In October 2016, the FASB issued ASU No. 2016-16, Accounting for Income Taxes: Intra-Entity Transfers of Assets Other Than Inventory. This ASU requires that the income tax impact of intra-entity sales and transfers of property, except for inventory, be recognized when the transfer occurs. This ASU will be effective for the Company’s annual and interim reporting periods beginning April 1, 2018 and will require any deferred taxes not yet recognized on intra-entity transfers to be recorded to retained earnings under a modified retrospective approach, with early adoption permitted. The Company is evaluating the effect that the adoption of this ASU will have on its consolidated financial statements and related disclosures.

In January 2017, the FASB issued ASU No. 2017-04, Goodwill and Other: Simplifying the Test for Goodwill Impairment, which eliminates step two from the goodwill impairment test. In computing the implied fair value of goodwill under current step two guidance, an entity previously had to perform procedures to determine the fair value of its assets and liabilities at the impairment testing date following the procedure required to determine the fair value of assets acquired and liabilities assumed in a business combination. Under this ASU, an entity is required to perform its annual or interim goodwill impairment test by comparing the fair value of a reporting unit with its carrying amount. An entity should recognize an impairment charge for the amount by which the carrying amount exceeds the reporting unit’s fair value. This ASU will be effective for the Company’s annual and interim reporting periods beginning April 1, 2020, with early adoption permitted on or after January 1, 2017. The Company is evaluating the effect that the adoption of this ASU will have on its consolidated financial statements and related disclosures.

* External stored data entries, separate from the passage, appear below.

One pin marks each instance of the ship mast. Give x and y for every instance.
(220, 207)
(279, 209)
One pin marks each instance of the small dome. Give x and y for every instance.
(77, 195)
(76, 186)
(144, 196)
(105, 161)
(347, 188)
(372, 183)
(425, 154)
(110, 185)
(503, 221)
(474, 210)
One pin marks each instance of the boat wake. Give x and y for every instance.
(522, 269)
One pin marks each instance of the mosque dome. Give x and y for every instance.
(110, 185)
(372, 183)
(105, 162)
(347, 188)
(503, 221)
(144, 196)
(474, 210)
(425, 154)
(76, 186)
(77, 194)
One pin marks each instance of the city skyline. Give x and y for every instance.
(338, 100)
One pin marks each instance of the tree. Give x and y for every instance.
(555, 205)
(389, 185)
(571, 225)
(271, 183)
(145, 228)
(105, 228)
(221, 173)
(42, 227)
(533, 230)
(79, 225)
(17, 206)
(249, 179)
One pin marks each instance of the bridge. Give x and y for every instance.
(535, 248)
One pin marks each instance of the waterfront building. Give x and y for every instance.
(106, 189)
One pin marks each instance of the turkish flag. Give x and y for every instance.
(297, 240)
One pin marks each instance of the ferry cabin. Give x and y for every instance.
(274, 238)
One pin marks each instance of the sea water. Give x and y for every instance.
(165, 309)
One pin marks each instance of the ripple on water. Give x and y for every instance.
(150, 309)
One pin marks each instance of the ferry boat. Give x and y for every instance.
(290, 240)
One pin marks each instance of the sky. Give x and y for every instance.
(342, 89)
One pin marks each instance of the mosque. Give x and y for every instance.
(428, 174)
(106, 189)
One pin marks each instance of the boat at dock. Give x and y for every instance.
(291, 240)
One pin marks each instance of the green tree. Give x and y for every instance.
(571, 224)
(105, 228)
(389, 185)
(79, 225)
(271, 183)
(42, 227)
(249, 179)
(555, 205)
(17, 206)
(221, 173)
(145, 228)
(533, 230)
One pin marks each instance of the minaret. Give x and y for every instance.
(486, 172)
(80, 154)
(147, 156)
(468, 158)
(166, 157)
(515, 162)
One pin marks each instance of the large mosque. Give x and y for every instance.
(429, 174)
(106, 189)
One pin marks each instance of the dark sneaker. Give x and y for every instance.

In May 2017, the FASB issued ASU No. 2017-09, Compensation - Stock Compensation: Scope of Modification Accounting, which updates the guidance for changes to the terms or conditions of a share-based payment award which would require an entity to apply modification accounting. An entity should account for the effects of a modification to a share-based payment award unless all of the following conditions are met: (1) the fair value, (2) vesting conditions, and (3) classification of the modified awards are the same as the fair value, vesting conditions, or classification of the original award immediately before the original award is modified. This ASU will be effective for the Company's annual and interim reporting periods beginning April 1, 2018. The Company is evaluating the effect that the adoption of this ASU will have on its consolidated financial statements and related disclosures.